Take a look at Forbes Global 2000, a list of publically traded companies based on market capitalization. Notice that number 2000 is SBA Communications. Also note its 2015 revenues of $1.64 billion. The fact is simple; there’s a limited number of very large companies and nearly every B2B technology wants to sell to them. No matter the technology or service, the top of the market is the top of the market. Hence, there’s a small number of them.
Do we really need to use a data provider like Lattice Engines or Radius to choose B2B target accounts? If you have good-sized budgets, using a predictive solution might have an ROI. If you’re a small company with a new technology or solution, it’s probably not the best place to start.
Choosing Initial B2B Target Accounts is Actually Simple
Start with considering market drivers in different industries. Also, think about how the speed of decision-making varies within industries and firm sizes. Nothing can replace actually thinking. Hence, know who might need your product or service. Research if compliance requirements might drive sales. Consider whether certain industries can benefit from its features or functions more than others.
After choosing verticals, next think about how many new customers you can serve. How much supply do you have to meet created demand? If you’re still very small and rapid growing, be realistic. Think 18 to 36 months out. If you aim for about 100 closed deals over the next 3 years, then you probably need to start with a B2B target account list of about 400 to 500 firms.

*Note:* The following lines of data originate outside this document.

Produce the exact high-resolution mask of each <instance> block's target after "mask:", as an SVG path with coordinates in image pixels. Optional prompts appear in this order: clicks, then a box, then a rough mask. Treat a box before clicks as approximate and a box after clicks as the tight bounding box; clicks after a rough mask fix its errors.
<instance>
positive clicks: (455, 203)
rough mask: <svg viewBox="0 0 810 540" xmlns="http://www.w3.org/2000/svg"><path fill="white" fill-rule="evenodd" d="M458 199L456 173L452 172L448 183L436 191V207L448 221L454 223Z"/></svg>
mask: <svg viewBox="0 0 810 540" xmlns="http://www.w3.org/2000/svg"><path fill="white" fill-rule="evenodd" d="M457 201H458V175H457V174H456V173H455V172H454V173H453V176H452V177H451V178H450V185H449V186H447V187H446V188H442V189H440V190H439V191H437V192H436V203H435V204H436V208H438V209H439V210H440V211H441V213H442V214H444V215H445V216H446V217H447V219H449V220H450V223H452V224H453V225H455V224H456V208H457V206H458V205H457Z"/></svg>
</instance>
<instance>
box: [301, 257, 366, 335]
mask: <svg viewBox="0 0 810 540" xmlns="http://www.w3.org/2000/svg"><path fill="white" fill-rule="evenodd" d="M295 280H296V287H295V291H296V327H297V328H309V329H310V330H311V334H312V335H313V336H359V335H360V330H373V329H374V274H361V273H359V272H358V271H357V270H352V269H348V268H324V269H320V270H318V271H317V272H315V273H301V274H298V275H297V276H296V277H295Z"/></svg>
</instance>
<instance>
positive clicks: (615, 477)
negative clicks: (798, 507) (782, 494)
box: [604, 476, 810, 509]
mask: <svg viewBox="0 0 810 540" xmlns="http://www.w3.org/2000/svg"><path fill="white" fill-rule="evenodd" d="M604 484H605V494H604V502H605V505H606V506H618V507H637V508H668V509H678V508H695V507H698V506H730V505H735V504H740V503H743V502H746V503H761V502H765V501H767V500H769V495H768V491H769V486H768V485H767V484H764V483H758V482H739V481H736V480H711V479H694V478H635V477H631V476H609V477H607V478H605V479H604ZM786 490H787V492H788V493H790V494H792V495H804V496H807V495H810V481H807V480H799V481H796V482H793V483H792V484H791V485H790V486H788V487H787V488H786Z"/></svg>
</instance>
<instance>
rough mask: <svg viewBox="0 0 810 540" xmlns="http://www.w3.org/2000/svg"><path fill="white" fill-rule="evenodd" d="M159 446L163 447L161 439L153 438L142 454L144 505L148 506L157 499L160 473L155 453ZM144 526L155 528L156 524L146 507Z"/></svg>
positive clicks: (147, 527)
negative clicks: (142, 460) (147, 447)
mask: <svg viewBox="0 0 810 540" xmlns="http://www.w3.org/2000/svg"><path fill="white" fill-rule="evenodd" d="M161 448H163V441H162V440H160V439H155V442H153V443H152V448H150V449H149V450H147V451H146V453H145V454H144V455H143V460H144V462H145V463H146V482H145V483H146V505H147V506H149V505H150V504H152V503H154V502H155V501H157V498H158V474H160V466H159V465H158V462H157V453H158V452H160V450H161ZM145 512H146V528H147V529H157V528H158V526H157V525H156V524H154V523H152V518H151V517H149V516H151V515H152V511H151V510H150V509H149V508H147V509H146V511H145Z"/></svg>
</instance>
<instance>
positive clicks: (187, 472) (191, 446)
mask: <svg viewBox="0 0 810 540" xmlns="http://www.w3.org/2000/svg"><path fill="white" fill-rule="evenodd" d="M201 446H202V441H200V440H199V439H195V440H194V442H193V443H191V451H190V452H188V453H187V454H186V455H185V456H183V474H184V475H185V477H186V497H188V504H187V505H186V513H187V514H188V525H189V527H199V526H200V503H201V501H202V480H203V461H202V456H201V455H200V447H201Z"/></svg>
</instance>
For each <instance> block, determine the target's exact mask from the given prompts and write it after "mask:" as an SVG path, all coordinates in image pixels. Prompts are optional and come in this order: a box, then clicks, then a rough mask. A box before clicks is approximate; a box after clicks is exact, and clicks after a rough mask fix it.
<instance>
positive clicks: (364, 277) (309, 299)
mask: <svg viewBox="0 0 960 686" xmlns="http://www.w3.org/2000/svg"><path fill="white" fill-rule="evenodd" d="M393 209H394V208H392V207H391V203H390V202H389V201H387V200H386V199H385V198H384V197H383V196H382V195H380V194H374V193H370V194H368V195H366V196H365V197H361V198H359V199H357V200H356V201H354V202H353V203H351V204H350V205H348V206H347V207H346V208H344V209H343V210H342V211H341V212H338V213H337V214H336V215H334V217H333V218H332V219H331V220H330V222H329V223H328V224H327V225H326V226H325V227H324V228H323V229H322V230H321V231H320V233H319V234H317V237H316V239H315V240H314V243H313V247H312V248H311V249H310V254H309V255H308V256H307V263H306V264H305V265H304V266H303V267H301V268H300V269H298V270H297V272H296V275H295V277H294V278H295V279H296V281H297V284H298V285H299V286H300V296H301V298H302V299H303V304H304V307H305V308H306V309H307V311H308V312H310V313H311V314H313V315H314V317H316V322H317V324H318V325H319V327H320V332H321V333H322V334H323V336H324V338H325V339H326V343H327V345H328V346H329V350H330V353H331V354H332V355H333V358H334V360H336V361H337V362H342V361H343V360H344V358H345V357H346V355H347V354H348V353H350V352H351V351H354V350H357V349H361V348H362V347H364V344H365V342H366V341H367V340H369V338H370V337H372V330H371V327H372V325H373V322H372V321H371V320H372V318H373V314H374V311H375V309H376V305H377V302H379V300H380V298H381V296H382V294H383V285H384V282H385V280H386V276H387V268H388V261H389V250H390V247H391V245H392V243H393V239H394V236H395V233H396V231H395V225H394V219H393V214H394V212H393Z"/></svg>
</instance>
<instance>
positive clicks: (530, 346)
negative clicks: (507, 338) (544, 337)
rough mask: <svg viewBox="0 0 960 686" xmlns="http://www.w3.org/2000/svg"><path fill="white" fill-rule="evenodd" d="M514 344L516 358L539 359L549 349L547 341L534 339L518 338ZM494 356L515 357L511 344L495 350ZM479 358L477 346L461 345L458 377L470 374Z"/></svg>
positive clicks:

In order to create that actual B2B target account list, start with understanding the population of companies. Some useful sources are Data.com, DiscoverOrg or Hoovers. Once you see the population of companies, choose a mix of company sizes within selected verticals. As a result, you’ll build in different buying cycle durations. which can be helpful in building out the pipeline.
Once you have some experience marketing to your list — after about 6 months — refresh your ABM B2B target account list. Use your marketing automation and CRM data to remove closed accounts and to add new B2B account targets.
Armed with a track record, consider using a predictive analytics data provider to refresh your B2B target account list. They kick start your company to a new growth levels, especially outside the US market.